Tackling the departmental culture in retail training.

Need a new pair of trainers? The sports department’s on the second floor. Looking for that perfect birthday present? Try the gift department at the top of the escalator Madam. Want to order an out of stock item? Customer services are on the top floor Sir

 

If there’s one thing the retail industry understands it’s how to departmentalise. It’s a culture that characterises the public face we see on the high street’s most established retailers, and it’s a culture that runs deep into the inner sanctum of the industry’s back office too. But for one departmental leader in TK Maxx’s learning and development division, it’s a culture that needs a little shaking up.

 

For years things have worked smoothly for Collette McFarlane, Learning and Development Manager in TK Maxx’s Watford based HQ. Line managers tasked with conducting annual staff reviews carefully identified skills gaps in their departments to collate a clear set of learning requirements for the company’s in-house training operation.

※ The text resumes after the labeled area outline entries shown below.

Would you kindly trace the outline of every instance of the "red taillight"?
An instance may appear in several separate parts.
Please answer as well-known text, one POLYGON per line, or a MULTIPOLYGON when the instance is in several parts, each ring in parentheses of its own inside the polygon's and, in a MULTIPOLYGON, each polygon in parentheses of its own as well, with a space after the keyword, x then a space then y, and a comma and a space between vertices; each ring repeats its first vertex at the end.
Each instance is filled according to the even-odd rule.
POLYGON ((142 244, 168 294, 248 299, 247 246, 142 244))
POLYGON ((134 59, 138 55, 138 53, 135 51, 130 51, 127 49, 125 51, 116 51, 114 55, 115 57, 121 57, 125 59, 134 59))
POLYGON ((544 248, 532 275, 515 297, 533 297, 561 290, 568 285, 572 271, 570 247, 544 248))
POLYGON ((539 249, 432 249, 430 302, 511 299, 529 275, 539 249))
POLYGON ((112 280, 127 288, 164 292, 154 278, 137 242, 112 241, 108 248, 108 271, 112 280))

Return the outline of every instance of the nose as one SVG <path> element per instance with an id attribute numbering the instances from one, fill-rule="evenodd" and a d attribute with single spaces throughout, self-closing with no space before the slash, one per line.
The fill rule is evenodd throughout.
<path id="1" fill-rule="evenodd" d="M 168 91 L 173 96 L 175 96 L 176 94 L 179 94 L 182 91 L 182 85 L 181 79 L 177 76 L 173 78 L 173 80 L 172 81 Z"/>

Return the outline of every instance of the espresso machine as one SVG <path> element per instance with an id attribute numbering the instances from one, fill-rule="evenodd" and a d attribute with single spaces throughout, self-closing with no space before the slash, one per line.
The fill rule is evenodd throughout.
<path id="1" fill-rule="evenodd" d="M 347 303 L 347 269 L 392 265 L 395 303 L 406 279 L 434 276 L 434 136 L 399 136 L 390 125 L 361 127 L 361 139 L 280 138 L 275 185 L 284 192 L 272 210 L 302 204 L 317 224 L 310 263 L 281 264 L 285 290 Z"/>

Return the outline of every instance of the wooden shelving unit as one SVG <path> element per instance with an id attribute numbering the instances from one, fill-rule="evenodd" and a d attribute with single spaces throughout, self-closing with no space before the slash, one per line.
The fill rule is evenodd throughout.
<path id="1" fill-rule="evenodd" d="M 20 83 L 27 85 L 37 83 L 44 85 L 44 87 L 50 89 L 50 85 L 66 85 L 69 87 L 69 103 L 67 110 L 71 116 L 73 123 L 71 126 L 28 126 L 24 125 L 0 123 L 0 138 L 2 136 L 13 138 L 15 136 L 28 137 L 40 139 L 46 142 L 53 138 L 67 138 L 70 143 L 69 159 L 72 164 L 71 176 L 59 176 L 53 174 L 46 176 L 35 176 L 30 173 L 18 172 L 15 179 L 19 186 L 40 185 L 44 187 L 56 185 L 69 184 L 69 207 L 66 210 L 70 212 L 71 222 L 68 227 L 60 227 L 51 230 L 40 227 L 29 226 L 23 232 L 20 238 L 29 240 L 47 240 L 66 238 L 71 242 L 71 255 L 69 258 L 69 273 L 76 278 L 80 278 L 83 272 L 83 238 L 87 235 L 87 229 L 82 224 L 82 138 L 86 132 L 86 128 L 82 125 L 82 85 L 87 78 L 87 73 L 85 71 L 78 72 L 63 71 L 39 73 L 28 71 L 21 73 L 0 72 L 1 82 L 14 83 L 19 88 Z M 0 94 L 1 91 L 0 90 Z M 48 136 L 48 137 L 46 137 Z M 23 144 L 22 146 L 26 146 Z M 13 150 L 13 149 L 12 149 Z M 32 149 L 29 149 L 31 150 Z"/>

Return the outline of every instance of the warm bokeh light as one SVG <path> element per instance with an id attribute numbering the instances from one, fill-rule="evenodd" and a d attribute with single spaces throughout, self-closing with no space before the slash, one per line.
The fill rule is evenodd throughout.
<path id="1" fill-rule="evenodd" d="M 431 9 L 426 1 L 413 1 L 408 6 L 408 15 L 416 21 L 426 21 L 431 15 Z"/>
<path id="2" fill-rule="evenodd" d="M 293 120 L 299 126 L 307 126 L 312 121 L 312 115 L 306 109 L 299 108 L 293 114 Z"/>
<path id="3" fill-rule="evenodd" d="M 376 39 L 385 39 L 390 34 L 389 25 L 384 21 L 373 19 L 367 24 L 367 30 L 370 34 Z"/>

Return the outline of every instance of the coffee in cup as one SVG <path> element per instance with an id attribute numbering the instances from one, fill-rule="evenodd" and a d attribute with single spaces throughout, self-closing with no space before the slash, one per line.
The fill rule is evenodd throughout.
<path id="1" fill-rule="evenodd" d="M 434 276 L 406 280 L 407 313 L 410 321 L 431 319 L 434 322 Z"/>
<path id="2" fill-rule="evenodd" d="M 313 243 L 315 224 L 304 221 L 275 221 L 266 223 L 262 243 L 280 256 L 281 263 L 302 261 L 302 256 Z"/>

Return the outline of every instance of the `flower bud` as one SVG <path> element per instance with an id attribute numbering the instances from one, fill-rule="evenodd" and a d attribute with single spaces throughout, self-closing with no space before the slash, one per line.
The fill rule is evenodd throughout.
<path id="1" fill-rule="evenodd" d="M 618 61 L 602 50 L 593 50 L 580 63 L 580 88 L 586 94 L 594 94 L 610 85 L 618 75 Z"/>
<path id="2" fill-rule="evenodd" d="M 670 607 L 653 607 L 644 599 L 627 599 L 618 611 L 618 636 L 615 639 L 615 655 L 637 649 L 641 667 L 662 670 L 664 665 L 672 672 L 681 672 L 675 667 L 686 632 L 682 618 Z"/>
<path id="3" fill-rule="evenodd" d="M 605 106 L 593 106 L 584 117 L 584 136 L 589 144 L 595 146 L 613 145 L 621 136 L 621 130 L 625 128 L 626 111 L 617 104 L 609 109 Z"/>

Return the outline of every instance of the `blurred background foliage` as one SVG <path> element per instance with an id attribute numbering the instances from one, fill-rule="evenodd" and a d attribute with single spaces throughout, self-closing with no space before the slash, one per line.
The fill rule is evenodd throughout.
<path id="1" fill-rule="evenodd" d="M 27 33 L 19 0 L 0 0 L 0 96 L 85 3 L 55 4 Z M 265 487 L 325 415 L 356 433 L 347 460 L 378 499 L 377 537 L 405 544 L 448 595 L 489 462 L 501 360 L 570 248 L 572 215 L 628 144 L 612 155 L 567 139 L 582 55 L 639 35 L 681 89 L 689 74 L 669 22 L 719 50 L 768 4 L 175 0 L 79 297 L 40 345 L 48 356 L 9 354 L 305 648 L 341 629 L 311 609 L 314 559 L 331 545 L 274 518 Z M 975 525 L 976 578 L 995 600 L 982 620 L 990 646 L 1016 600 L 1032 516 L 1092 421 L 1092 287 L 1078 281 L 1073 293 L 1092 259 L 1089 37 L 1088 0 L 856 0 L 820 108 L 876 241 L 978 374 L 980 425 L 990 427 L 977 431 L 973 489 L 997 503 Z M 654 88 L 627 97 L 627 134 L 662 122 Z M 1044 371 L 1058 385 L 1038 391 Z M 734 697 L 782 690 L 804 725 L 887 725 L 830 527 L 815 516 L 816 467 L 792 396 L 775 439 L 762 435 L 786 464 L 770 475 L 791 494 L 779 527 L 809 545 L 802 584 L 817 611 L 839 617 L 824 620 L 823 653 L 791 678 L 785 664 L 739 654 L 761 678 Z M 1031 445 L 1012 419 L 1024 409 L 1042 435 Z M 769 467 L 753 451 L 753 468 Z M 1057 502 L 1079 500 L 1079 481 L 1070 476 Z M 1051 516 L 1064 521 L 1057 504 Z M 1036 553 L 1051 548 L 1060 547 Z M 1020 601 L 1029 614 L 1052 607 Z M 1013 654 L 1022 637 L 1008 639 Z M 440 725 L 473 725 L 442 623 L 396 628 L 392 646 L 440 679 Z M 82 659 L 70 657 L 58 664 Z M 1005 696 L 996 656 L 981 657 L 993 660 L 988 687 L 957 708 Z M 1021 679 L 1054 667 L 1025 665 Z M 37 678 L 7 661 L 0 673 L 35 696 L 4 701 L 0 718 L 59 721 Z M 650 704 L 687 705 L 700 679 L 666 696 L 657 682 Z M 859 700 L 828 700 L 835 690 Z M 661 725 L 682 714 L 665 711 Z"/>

Armed with a fresh set of goals and objectives, Collette’s team was able to produce the company’s annual course catalogue, custom building modules to address the most pressing needs identified via the review process. With the training portfolio revised and updated each year, the practice routinely produced high definition courses specifically targeting the skills most in need of attention. The process is tried, tested and established, so why are TK Maxx’s training experts so intent on overhauling it?

 

"Learning options for retailers today are often inflexible and inaccessible,” says Collette. “Off site workshops have become the norm for the industry and while these provide an essential opportunity to share and discuss a broad spectrum of training issues, they are by nature, based on the concept of learning in communities. What’s always been lacking in retail is a really robust personal learning and knowledge sharing experience to complement the off site workshop.

 

Collette and her team are re-energising the company’s course infrastructure with a Mohive designed Enterprise rapid e-learning platform. Capable of delivering skills training “on demand” whenever and wherever it’s required across the operation, Collette believes the new system will fundamentally change the way learning works at TK Maxx.

 

“Like many training operations in the retail sector, our people have come to expect certain things from the learning facilities they are offered. Classic classroom based workshops have become the normal training format that line managers expect to be able to offer their staff, but these workshops come with predetermined expectations: Managers know that the staff they are sending on courses will be away from the workplace for a period of time, sometimes the courses they want to offer a candidate will not be scheduled in the near future and the gap between identifying the learning need and actually delivering the training required to fill the skills gap can be lengthy.

 

“Perhaps most importantly, the traditional departmental culture is not best equipped to encourage the degree of interactivity that’s required for really successful knowledge transition in retail today. Skills gaps may be identified at line management level, but they are solved by course modules that are frequently developed outside the real environment of day to day retailing. The solution is to get people to think different across the entire infrastructure: to provide a platform that makes injecting new training ideas and approaches easy for anyone, wherever they operate on our business. By delivering this platform via e-learning, we’re encouraging people throughout the operation not just to learn, but to think about how they learn.”

 

By introducing e-learning into its training mix, TK Maxx is embarking on a cultural shift that will see staff at multiple levels of the operation evolving into the next generation of Subject Matter Experts claims Mohive CEO Lars Unneberg.

 

“Success for the collaborative learning strategy depends on highly effective feedback opportunities that motivate representatives at every level of the business,” says Unneberg. “The basic assumption is that the managers best placed to identify skills gaps are also expertly equipped to help develop the training solutions required to fill them. It’s actually quite frustrating for many managers in retail. Traditionally, they’re tasked with pinpointing knowledge gaps in their teams, but given very little opportunity to suggest the tactics that could be deployed to tackle the problems they find. Yet these people are uniquely placed to help shape the very initiatives most likely to work best. By introducing a new level of interactivity into the approach we can encourage the workflow process required to tap into that knowledge and develop better, more relevant, training solutions faster.”

 

With a portfolio of anything between 20 and 30 courses running at any one time, Collette and the team intend to use the Mohive system to introduce collaborative workflow learning elements into the mix incrementally. e-Modules focused on "conflict management", "influencing" and "problem solving” have already been introduced into the e-training portfolio in recent weeks and more will follow as the year progresses.

 

“Problem solving represents a brand new area of learning offered by the business while the "conflict management" and "influencing" modules have been introduced to complement existing classroom or workshop training already offered in that area,” says Collette. “The beauty of the system is its simplicity. We feel confident that after working with the eLPS for just a day or two we’ll be able to produce e-learning modules that blend neatly with existing elements of our training mix. The approach is taking knowledge and resources previously locked down within the training department and actually pushing them out to the areas of our business where it’s most needed.”

 

By putting training resources right at the finger tips of its people, TK Maxx is making the learning support on offer a natural part of the problem solving toolkit that staff use every day. Perceptions are changing across the operation as are cultural expectations: No longer isolated from everyday work experience, training at TK Maxx is actually becoming part of the operation’s daily support infrastructure.